Zara, the Spanish-based company, is Europe’s leading apparel retailer, providing consumers with current, high- fashion styles at reasonable prices. With more than $14.5 billion in sales and more than 2,000 stores, the company has succeeded by breaking virtually every traditional rule in the retailing industry.

The first Zara store opened in 1975. By the 1980s, founder Amancio Ortega was working with computer programmers on a new distribution model to reduce the time from design to distribution to just two weeks—a

groundbreaking difference from the industry average of six to nine months. As a result, the company now makes between 10,000 and 20,000 different items a year, approximately triple the number made by Gap or H&M. With this revolutionary step, Zara was able to introduce “fast fashion” at affordable prices.

Zara’s business model is keenly focused on four stra­tegic elements:

Design and Production. Zara employs hundreds of designers at its headquarters in Spain. Thus, new styles are constantly being created and put into pro­duction while others are tweaked with various colors or patterns. The firm enforces the speed at which itputs these designs into production by locating half its production facilities nearby in Spain, Portugal, and Morocco.

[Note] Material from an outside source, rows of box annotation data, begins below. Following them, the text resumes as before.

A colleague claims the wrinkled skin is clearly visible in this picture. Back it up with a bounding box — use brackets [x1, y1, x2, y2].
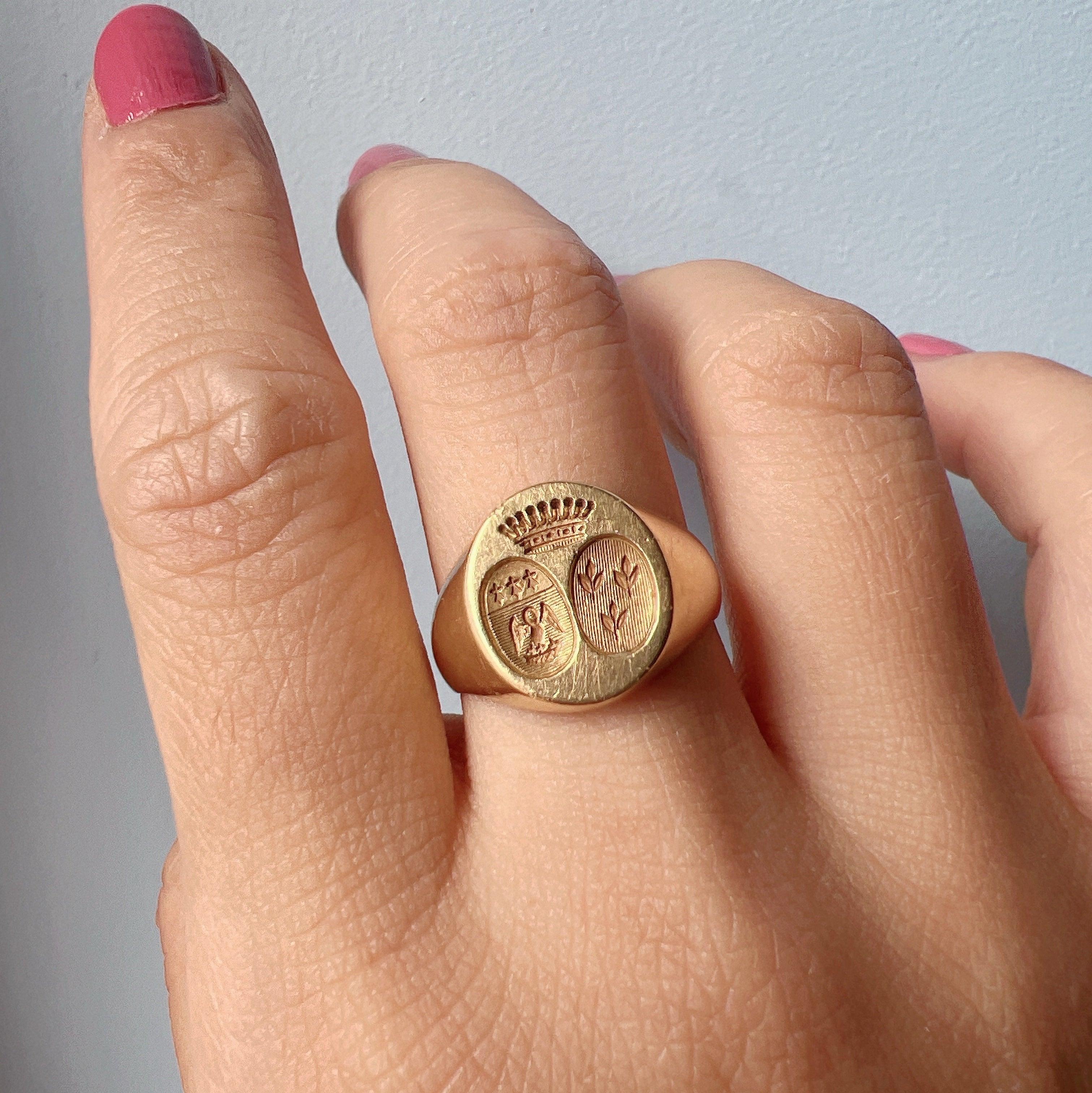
[84, 40, 1092, 1093]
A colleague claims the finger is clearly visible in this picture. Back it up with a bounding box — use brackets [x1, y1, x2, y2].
[911, 342, 1092, 816]
[339, 159, 774, 834]
[623, 262, 1020, 822]
[83, 5, 452, 960]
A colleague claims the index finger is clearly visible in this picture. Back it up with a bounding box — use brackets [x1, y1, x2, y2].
[84, 5, 453, 948]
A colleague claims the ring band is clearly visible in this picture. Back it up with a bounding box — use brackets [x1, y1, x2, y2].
[432, 482, 720, 709]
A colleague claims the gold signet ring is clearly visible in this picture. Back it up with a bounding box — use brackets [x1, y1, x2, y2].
[432, 482, 720, 709]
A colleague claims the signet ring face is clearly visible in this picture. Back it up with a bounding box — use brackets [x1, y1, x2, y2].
[433, 482, 720, 709]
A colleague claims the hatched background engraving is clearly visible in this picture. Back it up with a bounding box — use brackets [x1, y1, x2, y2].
[481, 558, 577, 679]
[570, 534, 659, 654]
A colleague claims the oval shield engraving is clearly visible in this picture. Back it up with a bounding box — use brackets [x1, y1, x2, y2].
[570, 534, 660, 654]
[480, 558, 577, 679]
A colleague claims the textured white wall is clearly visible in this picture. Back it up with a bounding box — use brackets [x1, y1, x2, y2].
[0, 0, 1092, 1093]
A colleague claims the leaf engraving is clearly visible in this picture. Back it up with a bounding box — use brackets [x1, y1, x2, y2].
[599, 600, 630, 637]
[614, 554, 640, 593]
[576, 558, 603, 596]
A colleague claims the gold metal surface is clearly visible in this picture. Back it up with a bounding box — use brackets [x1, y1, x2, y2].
[433, 482, 720, 709]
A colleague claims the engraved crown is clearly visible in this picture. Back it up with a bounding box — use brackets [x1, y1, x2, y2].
[497, 497, 596, 554]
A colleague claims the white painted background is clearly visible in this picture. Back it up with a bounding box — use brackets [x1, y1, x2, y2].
[0, 0, 1092, 1093]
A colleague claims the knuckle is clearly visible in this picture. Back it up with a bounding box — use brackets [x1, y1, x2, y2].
[113, 114, 275, 216]
[692, 270, 924, 431]
[381, 225, 626, 410]
[96, 331, 366, 576]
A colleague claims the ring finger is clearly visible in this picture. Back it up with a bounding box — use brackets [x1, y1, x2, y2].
[339, 158, 763, 838]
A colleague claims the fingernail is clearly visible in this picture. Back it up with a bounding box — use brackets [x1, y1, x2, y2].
[349, 144, 424, 186]
[898, 335, 974, 356]
[95, 3, 222, 126]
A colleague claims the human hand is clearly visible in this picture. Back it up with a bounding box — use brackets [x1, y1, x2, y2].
[84, 8, 1092, 1093]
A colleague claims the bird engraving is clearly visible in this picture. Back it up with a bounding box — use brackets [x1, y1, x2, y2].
[508, 600, 561, 663]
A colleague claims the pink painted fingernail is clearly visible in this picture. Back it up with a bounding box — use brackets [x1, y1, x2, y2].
[95, 3, 223, 126]
[898, 335, 974, 356]
[349, 144, 424, 186]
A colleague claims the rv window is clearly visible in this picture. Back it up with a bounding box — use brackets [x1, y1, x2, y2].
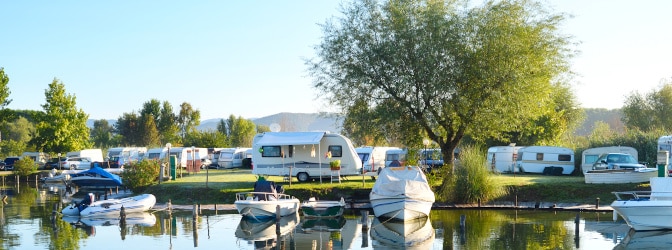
[329, 145, 343, 157]
[558, 155, 572, 161]
[261, 146, 280, 157]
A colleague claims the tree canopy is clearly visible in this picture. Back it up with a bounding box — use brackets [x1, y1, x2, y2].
[33, 79, 90, 152]
[306, 0, 577, 168]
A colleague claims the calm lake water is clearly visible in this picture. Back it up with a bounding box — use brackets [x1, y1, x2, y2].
[0, 183, 644, 250]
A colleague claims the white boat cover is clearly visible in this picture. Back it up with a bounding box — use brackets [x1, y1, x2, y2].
[650, 177, 672, 200]
[369, 167, 435, 202]
[256, 132, 325, 146]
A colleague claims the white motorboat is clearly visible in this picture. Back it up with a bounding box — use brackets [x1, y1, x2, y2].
[583, 167, 658, 184]
[61, 193, 156, 217]
[371, 217, 436, 249]
[611, 177, 672, 231]
[301, 197, 345, 218]
[369, 166, 435, 220]
[234, 177, 299, 220]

It produces  only a small quantity of each collection and is willing to experience occa­sional shortages to preserve an image of exclusivity. Clothes with a longer shelf life, like T-shirts, are out­sourced to lower-cost suppliers in Asia and Turkey. With tight control on its manufacturing process, Zara can move more rapidly than any of its competitors and continues to deliver fresh styles to its stores every week.

Logistics. Zara distributes all its merchandise, regardless of origin, from Spain. Its distribution process is designed so that the time from receipt of an order to delivery in the store averages 24 hours in Europe and 48 hours in the United States and Asia. Having 50 percent of its production facilities nearby is key to the success of this model. All Zara stores receive new shipments twice a week, and the small quantities of each collection entice consumers not only to return frequently but also to make purchase decisions more quickly. Because of its logistics and inventory policy, while an average shopper in Spain visits a main street store three times a year, shoppers to a Zara store average 17 trips. Some fans know exactly what day new shipments arrive and show up early to be the first in line, keeping the company’s sales strong throughout the year and even during slow economic times. The company also sells more products at full price—85 percent of its merchandise versus the industry average of 60 percent.

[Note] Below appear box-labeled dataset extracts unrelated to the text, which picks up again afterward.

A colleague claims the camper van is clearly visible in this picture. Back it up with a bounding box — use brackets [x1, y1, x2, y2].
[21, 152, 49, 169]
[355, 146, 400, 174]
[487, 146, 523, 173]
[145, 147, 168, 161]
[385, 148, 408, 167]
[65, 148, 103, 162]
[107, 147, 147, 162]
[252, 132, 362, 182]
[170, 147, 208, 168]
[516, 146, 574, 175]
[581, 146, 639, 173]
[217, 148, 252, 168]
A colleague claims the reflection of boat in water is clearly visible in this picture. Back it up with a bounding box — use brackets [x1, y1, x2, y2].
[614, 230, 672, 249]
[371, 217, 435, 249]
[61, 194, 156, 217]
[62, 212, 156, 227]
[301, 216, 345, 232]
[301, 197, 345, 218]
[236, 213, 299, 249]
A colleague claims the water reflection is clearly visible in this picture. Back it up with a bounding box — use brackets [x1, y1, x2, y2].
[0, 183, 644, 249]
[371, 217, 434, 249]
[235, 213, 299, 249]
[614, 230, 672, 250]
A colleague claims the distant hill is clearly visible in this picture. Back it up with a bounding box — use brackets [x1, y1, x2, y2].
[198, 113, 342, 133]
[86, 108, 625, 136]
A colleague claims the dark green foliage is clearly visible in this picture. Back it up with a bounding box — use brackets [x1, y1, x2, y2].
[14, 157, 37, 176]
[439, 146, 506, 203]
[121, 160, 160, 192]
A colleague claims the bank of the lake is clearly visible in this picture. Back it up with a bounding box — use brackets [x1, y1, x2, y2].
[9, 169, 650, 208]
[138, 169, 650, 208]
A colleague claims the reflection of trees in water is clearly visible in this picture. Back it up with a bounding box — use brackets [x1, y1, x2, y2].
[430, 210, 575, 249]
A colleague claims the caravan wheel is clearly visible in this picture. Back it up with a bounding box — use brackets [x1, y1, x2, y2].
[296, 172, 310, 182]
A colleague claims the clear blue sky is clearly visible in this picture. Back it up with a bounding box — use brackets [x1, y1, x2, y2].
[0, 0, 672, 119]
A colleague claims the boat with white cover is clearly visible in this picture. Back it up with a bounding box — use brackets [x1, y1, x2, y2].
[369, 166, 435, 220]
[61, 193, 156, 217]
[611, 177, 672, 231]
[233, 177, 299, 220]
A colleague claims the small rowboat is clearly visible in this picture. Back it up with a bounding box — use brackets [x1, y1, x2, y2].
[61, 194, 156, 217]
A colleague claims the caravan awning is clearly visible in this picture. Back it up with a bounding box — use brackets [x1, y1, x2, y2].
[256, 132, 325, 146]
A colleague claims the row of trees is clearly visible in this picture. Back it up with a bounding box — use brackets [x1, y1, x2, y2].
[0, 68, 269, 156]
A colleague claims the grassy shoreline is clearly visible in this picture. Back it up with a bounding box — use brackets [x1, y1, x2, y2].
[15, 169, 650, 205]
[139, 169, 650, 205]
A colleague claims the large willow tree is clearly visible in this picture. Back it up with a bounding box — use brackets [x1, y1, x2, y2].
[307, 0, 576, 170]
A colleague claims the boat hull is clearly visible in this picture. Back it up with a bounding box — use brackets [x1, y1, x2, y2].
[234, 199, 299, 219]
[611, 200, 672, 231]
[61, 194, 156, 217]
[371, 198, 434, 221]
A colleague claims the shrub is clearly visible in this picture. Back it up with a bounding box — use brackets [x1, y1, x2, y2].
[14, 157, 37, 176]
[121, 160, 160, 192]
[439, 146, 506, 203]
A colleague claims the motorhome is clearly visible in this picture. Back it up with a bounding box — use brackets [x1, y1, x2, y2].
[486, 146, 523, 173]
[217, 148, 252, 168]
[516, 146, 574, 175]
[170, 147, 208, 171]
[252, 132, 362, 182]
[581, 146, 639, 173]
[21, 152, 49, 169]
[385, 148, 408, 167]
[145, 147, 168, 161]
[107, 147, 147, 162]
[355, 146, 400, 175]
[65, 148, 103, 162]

Customers. Everything revolves around Zara’s customers. The retailer monitors customers’ chang­ing needs, trends, and tastes through daily reports from shop managers about which products and styles have sold and which haven’t. Managers earn as much as 70 percent of their salaries from com­mission, so they have a strong incentive to stay on top of things. Zara’s designers don’t have to predict what fashion trends will be in the future. They react to customer feedback—good and bad—and if an idea fails, the line is withdrawn immediately. Zara cuts its losses and the impact is minimal due to the small quantities of each style produced.

Stores. Zara does not run advertising cam­paigns. The retailer’s stores, in prestigious high-traffic locations around the world, are its key advertising element, featuring stylish and con­stantly changing window displays. Other retailers spend 3 percent to 4 percent of revenues on big brand-building campaigns, while Zara spends just 0.3 percent. The company has said it would rather use a percentage of revenue to open new stores than to advertise.

Zara’s success comes from having complete control over all the parts of its business—design, production, and distribution. Louis Vuitton’s fashion director, Daniel Piette, described the company as “possibly the most innovative and devastating retailer in the world.” It has expanded aggressively throughout Europe as well as into emerg­ing markets such as Asia, the

Americas, and the Middle East, making sure it honors local tastes in each region. Zara was a latecomer to the Internet and launched its first online store only in 2011. However, the company now uses its Web site to test the waters before entering po­tential markets like China, Russia, and Canada with retail storefronts.

While Zara has experience record sales as of late, it faces unique challenges ahead, including what to do in the United States, where obesity rates are much higher than in the rest of the world and roomy clothes are preferred to the slim fits and high fashion the company offers. It also needs to decide how to maintain its tight control on manufacturing as it expands throughout the world.